Current thoughts on the large hotel marketplace.

The falling of the legendary travel company Thomas Cook has got many people talking and with very good reason. I feel very sorry for all those people who have lost money, had their holidays disrupted and had major issues returning home after a disrupted holiday. I really do However as a business publisher, commentator and broker I have other things to discuss on this one.

I have owned four travel businesses so I know a thing or two about the travel industry and I have brokered the sales of one or two of these large hotels.

You see, Thomas Cook had so many hotels in most of the world’s family holiday hot spots under contract that things have reached a head. We have all heard the stories about hotels demanding up to an extra £2,500 from holiday makers because they cannot get any more money from Thomas Cook and will not have been paid for the summer high season until October 2019 anyway. So now zero chance of getting paid.
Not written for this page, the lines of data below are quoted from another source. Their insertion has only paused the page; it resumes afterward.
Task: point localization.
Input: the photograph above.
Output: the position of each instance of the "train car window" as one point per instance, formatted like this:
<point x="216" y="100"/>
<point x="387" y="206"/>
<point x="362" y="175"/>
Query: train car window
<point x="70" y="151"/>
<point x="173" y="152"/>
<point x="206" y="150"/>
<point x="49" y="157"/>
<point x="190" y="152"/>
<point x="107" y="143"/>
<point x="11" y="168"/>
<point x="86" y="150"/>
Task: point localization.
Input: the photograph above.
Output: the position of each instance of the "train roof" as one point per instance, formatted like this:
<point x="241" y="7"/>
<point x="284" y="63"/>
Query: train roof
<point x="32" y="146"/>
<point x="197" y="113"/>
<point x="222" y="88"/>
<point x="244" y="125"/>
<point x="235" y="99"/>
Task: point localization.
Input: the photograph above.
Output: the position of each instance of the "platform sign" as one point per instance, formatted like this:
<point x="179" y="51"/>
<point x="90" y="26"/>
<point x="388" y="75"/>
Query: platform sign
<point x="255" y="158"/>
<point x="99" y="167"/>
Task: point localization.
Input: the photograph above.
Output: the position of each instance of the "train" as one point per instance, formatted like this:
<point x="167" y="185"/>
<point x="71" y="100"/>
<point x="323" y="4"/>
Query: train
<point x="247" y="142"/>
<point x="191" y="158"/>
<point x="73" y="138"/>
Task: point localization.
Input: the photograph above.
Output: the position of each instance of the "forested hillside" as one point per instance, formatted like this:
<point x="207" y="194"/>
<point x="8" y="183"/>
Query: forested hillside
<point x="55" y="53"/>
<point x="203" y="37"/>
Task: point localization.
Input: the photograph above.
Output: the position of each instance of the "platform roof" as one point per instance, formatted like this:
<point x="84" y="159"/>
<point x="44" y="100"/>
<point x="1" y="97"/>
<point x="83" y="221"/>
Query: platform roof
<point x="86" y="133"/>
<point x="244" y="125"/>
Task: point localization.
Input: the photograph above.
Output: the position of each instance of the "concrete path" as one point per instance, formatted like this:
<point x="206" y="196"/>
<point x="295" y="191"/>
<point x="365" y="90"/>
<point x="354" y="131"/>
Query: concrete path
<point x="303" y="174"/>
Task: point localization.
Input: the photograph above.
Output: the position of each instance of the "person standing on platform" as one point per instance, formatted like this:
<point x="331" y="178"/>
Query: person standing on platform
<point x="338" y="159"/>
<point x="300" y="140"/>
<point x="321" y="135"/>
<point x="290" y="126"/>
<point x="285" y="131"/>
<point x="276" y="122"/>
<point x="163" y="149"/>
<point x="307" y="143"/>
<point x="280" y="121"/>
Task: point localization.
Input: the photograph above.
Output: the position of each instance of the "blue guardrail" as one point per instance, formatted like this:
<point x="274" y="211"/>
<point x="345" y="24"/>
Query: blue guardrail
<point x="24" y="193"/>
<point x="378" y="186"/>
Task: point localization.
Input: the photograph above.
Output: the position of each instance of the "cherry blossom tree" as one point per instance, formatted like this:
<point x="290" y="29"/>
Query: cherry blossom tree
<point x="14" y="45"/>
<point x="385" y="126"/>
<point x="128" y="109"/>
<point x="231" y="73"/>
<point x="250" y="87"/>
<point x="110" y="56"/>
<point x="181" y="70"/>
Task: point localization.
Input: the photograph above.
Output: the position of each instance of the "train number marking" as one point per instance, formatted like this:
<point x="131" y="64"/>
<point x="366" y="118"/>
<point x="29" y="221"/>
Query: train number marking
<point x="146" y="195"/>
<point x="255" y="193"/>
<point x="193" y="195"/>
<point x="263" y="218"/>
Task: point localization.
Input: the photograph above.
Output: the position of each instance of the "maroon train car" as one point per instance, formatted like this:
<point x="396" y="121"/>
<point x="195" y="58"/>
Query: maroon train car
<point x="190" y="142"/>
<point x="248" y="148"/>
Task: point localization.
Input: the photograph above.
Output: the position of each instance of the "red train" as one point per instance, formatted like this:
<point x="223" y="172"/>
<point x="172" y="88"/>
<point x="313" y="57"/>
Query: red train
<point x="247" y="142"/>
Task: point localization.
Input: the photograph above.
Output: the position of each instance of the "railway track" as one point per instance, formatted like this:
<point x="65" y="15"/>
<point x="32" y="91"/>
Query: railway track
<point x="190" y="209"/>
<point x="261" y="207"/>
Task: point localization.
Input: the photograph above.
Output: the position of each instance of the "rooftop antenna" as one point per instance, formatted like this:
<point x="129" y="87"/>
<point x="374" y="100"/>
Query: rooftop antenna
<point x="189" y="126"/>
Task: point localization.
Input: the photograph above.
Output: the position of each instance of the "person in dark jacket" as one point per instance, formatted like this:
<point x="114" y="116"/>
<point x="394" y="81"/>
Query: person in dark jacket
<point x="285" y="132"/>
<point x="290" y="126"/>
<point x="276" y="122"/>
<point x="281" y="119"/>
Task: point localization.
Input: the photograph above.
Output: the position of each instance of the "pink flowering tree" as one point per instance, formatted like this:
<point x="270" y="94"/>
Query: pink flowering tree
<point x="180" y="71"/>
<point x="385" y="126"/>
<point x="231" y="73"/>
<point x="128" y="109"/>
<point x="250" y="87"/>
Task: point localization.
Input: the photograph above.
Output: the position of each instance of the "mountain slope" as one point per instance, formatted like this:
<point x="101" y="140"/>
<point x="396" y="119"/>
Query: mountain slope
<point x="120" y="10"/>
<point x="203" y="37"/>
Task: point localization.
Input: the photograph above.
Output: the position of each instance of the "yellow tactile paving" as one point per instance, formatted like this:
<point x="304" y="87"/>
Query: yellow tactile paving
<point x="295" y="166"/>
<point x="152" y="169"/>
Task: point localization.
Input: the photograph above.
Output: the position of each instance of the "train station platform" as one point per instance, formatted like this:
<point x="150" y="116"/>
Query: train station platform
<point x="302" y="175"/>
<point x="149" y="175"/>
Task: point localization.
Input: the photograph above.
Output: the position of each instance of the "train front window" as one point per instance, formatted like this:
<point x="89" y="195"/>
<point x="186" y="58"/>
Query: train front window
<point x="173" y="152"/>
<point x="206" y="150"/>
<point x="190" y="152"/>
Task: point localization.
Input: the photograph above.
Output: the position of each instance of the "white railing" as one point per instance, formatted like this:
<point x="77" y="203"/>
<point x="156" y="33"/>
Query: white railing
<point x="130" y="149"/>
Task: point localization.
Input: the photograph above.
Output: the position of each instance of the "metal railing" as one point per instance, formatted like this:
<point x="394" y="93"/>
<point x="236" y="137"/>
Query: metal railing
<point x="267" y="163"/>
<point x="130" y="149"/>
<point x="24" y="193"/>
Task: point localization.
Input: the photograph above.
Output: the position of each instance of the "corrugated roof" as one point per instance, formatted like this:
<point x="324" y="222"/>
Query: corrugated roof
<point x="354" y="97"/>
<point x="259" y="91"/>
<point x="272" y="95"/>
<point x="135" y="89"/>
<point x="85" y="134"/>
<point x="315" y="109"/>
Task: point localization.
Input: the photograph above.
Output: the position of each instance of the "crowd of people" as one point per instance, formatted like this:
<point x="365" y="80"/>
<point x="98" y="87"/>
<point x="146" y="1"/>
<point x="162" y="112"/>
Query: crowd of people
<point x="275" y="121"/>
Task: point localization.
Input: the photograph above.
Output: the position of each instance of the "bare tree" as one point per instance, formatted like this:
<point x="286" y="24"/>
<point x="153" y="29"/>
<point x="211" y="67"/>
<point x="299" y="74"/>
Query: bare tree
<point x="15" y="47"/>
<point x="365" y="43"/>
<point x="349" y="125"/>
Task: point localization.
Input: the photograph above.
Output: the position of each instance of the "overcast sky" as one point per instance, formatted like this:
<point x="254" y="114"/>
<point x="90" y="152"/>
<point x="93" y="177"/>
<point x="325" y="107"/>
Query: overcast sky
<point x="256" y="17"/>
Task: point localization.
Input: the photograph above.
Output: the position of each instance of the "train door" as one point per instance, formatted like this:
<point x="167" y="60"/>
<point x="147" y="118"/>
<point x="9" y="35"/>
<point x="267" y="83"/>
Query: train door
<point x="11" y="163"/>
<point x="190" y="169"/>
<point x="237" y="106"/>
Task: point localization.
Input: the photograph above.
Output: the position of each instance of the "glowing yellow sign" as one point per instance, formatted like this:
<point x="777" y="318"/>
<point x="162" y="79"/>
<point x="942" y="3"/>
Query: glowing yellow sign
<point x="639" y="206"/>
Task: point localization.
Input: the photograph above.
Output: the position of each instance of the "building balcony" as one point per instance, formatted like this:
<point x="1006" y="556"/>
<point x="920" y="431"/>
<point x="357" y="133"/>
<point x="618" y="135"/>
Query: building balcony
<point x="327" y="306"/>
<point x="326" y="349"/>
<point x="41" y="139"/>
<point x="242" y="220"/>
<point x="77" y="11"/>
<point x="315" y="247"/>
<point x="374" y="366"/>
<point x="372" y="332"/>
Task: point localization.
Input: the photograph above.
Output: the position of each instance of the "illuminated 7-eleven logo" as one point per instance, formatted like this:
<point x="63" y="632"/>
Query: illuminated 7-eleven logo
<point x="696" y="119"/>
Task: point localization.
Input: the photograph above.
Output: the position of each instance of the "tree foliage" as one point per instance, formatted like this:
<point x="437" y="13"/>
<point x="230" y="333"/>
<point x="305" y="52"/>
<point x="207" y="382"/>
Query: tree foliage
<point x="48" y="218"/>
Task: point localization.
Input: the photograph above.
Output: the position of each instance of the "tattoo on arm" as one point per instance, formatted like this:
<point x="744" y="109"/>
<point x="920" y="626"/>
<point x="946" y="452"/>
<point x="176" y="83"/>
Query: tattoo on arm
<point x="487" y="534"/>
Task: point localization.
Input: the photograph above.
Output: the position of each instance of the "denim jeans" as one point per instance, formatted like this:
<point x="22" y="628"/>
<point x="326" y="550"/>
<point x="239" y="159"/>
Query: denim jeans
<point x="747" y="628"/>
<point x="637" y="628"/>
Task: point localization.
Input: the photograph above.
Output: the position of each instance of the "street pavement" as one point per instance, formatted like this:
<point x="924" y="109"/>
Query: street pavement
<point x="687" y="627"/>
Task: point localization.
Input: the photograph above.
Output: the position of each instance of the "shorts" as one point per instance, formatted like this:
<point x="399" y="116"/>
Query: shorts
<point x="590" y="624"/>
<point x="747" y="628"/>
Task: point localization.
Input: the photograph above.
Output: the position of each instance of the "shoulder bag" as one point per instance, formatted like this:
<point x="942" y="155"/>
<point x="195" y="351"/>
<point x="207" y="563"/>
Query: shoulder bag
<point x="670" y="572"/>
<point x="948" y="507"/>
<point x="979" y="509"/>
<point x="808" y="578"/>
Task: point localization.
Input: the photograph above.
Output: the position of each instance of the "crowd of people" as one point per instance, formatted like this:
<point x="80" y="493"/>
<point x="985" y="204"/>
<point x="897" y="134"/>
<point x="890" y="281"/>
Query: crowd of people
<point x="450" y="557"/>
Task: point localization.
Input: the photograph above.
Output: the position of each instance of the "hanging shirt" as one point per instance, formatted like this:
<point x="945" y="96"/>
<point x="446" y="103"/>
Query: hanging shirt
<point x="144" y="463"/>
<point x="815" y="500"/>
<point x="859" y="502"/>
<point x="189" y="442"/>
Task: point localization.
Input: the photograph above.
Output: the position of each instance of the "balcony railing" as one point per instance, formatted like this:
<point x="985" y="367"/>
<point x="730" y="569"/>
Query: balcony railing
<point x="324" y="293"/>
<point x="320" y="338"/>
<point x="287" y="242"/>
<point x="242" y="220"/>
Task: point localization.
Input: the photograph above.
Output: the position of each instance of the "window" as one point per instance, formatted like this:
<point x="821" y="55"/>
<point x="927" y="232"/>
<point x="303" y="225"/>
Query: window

I have heard of one or two stories of smaller foreign hotel operators considering their options. These are typically a couple or a family who one maybe two hotels in a small tight geographical area. These hotels will have been almost dependent on huge season long bookings from Thomas Cook and maybe another smaller operator or two. Sure another major tour operator such as TUI might take them on a contract for next season or over the winter if they are lucky enough to have a winter season. You can bet though that the likes of TUI will tighten the terms and may not offer as good a rate as Thomas Cook. These other operators also have to consider their existing cover in the local area especially in the busier resorts such as the Costa Del Dol.

This then leaves hotel owners facing some tough decisions about what to do next. They could for example change their offer and appeal to a different set of customers and travel companies for next season. It could be a costly one this with the investment required for such a strategy taking some years to recoup. They might not be able to complete a hotel transformation in time for the start of the next high season especially if extensive building work is required.

The next most obvious thought is to sell up. I think that this one is on the minds of many of the smaller operators involved. Thing is these hotels take time to sell. You can’t just nip down to Jovial & Co estate agents and get them to sell a hotel for you. It is a specialist market unlike selling a house or a car and no, you cannot put one of these on eBay either! The selling of any hotel is a time consuming, difficult and delicate affair.

This is where it gets even more difficult. How does this affect market prices, say for a 100 room hotel on the Mediterranean coast? If it was only one hotel probably not a lot, the list price of 2 or 3 BMW 3 series would probably cover it. But now imagine 50 or 60 hotels on the Mediterranean coast coming on the to the marketplace almost all at once with owners keen to get their money out.

You see, the worst case scenario is that we have a large number of hotels with no certainty over the winter season or next summer season and almost all of these will need some close season maintenance, refurbishment or heavy investment. These hotels will have been relying on the October cash receivables for this.

Dial in Brexit concerns with the UK market as well and the picture does not look at all good. The UK is a major market for these hotels especially the Spanish, Portuguese and Greek ones. These are delicate and price sensitive economies too.

I don’t think the sale marketplace for these types of hotels will breach three figures and if it did I would say that the price/value contraction could be as high as 40%. In general terms i think that the price/value contraction will be in the range of 15% -30% depending on condition, turnover and stability of forward contracts. I am sticking my neck out a little here but I do believe these numbers are reasonable.

So yes, while I sympathise with the demise of Thomas Cook. I do think they have overcooked the hotel sales marketplace. To be fair based on some of the things I have read in the popular and specialist press about the management at Thomas Cook I do not believe that they thought or realise that they could overcook the values of these hotels into a contraction or depression. I sympathise with the smaller family hotel operators caught up in this too.